Senior AI Network System Architect
NVIDIA
Our technology has no boundaries! NVIDIA is building the world’s most groundbreaking and state-of-the-art accelerated computing platforms. Because of our work, scientists, researchers, and engineers can advance their ideas. We pioneered a supercharged form of computing loved by the fastest-paced computer users in the world—scientists, designers, artists, and gamers.
We seek a highly motivated Senior AI Network System Architect to join our team of experts and help shape the foundational infrastructure for the AI revolution. Our next-generation networking systems are at the forefront of connecting and powering the world's most advanced AI clusters. As a key member of our architecture team, you will be responsible for a wide range of critical activities, from deep technical analysis and performance modeling to strategic architectural studies, ensuring NVIDIA continues to innovate and lead.
What You’ll Be Doing:
Define, develop, and execute cutting-edge benchmarks and workloads to analyze system performance, identify bottlenecks, and drive optimizations across our hardware and software stack.
Drive the direction of our future products by performing deep-dive analysis of system architectures and solutions to assess their performance, efficiency, and value proposition.
Develop and validate sophisticated performance and network simulation models, correlating them with real-world hardware to predict and analyze the behavior of future systems.

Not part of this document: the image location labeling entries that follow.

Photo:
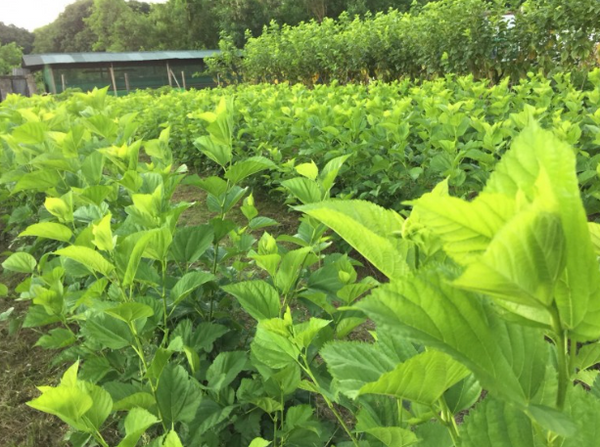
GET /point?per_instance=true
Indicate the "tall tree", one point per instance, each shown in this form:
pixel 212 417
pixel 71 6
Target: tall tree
pixel 10 57
pixel 69 32
pixel 20 36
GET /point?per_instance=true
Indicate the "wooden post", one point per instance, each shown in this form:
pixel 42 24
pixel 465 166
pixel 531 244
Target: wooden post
pixel 169 75
pixel 175 79
pixel 114 81
pixel 52 82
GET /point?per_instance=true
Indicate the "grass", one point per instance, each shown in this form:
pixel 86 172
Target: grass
pixel 22 367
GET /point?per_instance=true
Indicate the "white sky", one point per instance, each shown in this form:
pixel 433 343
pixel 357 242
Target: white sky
pixel 32 14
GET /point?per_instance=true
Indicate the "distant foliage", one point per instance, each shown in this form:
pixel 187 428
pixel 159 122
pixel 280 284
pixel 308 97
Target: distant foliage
pixel 450 36
pixel 20 36
pixel 10 57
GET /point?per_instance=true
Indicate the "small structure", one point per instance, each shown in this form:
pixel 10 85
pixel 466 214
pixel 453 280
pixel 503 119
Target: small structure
pixel 123 72
pixel 20 82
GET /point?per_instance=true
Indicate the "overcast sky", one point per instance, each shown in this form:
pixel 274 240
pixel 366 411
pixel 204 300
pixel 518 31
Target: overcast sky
pixel 32 14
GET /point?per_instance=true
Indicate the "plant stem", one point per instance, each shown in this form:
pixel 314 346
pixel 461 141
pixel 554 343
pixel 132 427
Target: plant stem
pixel 448 420
pixel 561 340
pixel 337 415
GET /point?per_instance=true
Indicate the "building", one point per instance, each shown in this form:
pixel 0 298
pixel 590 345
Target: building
pixel 122 72
pixel 20 82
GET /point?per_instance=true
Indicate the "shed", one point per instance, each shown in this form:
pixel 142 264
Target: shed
pixel 123 72
pixel 20 82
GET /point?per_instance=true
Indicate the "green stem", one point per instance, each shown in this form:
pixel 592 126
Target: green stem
pixel 561 340
pixel 337 415
pixel 164 300
pixel 447 419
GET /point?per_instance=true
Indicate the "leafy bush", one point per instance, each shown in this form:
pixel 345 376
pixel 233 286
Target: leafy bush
pixel 458 37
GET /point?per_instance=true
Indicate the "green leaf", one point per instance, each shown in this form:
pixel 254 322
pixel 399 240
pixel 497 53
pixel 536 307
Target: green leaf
pixel 259 442
pixel 330 171
pixel 20 262
pixel 422 379
pixel 88 257
pixel 225 368
pixel 465 228
pixel 522 264
pixel 172 440
pixel 369 229
pixel 38 181
pixel 258 298
pixel 57 338
pixel 303 189
pixel 176 395
pixel 188 283
pixel 588 356
pixel 109 332
pixel 136 423
pixel 69 403
pixel 130 312
pixel 60 208
pixel 304 333
pixel 394 436
pixel 190 243
pixel 141 400
pixel 541 166
pixel 496 424
pixel 102 406
pixel 245 168
pixel 272 347
pixel 427 309
pixel 308 170
pixel 103 238
pixel 353 364
pixel 48 230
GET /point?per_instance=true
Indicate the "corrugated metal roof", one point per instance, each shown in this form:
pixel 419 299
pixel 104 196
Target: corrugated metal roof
pixel 39 60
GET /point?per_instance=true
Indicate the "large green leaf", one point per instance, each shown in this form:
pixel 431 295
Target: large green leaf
pixel 20 262
pixel 353 364
pixel 190 243
pixel 370 229
pixel 465 228
pixel 423 379
pixel 188 283
pixel 225 368
pixel 508 359
pixel 136 423
pixel 69 403
pixel 305 190
pixel 130 312
pixel 88 257
pixel 494 423
pixel 543 167
pixel 522 264
pixel 258 298
pixel 177 395
pixel 245 168
pixel 48 230
pixel 394 436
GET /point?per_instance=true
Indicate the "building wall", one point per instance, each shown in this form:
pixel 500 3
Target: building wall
pixel 22 85
pixel 127 77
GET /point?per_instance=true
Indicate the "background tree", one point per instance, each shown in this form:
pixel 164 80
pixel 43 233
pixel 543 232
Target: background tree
pixel 10 57
pixel 20 36
pixel 69 32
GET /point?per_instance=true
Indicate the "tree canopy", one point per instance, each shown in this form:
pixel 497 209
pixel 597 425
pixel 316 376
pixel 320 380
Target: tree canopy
pixel 119 25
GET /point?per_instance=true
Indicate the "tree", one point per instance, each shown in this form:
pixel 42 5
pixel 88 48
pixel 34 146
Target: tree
pixel 20 36
pixel 10 57
pixel 68 33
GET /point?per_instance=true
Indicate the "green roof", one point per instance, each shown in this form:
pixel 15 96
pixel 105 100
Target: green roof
pixel 33 61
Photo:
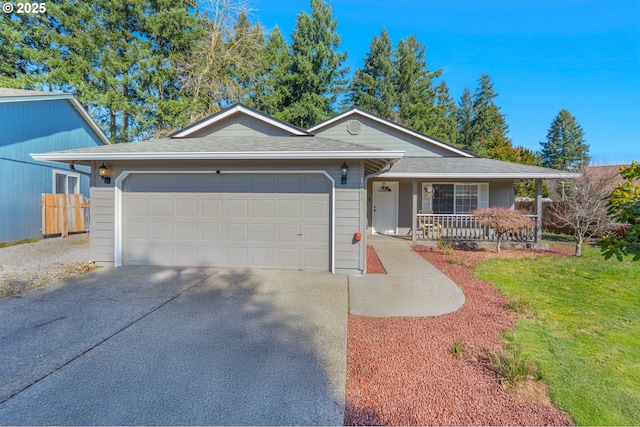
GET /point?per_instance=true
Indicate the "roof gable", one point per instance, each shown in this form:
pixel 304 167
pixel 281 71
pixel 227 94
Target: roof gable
pixel 398 137
pixel 8 95
pixel 239 120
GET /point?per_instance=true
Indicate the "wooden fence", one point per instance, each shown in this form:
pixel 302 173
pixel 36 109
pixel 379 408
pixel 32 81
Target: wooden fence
pixel 63 214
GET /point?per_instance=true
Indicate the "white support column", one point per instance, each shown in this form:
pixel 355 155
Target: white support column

Analyze and optimize the entire AI stack, including communication libraries (like NCCL) and system software to the underlying network fabric, developing Proof-of-Concepts (POCs) for new features and improvements.
Conceptualize next-generation networking architectures driven by emerging DL and AI technologies.
Collaborate with multi-functional teams, including other architecture teams, logic design, system software, firmware, and DL research teams, to ensure the successful execution of our vision.
What We Need To See:
M.Sc. or Ph.D. degree in Computer Science, Computer Engineering, or Electrical Engineering, or equivalent experience.
6+ years of relevant industry or research experience in high-performance computing, computer architecture, or computer networks.
Excellent understanding of large-scale system behavior and the effect of distributed computing workloads on network and system performance.
Proven experience in simulative performance analysis or benchmarking.
Exceptional analytical, problem-solving, and systems-thinking skills, with the ability to translate complex technical data into strategic architectural insights.
Hands-on programming skills in Python and/or AI frameworks for system analysis, automation, and modeling.
Ability to thrive in a fast-paced, dynamic environment and work concurrently with multiple groups across the organization.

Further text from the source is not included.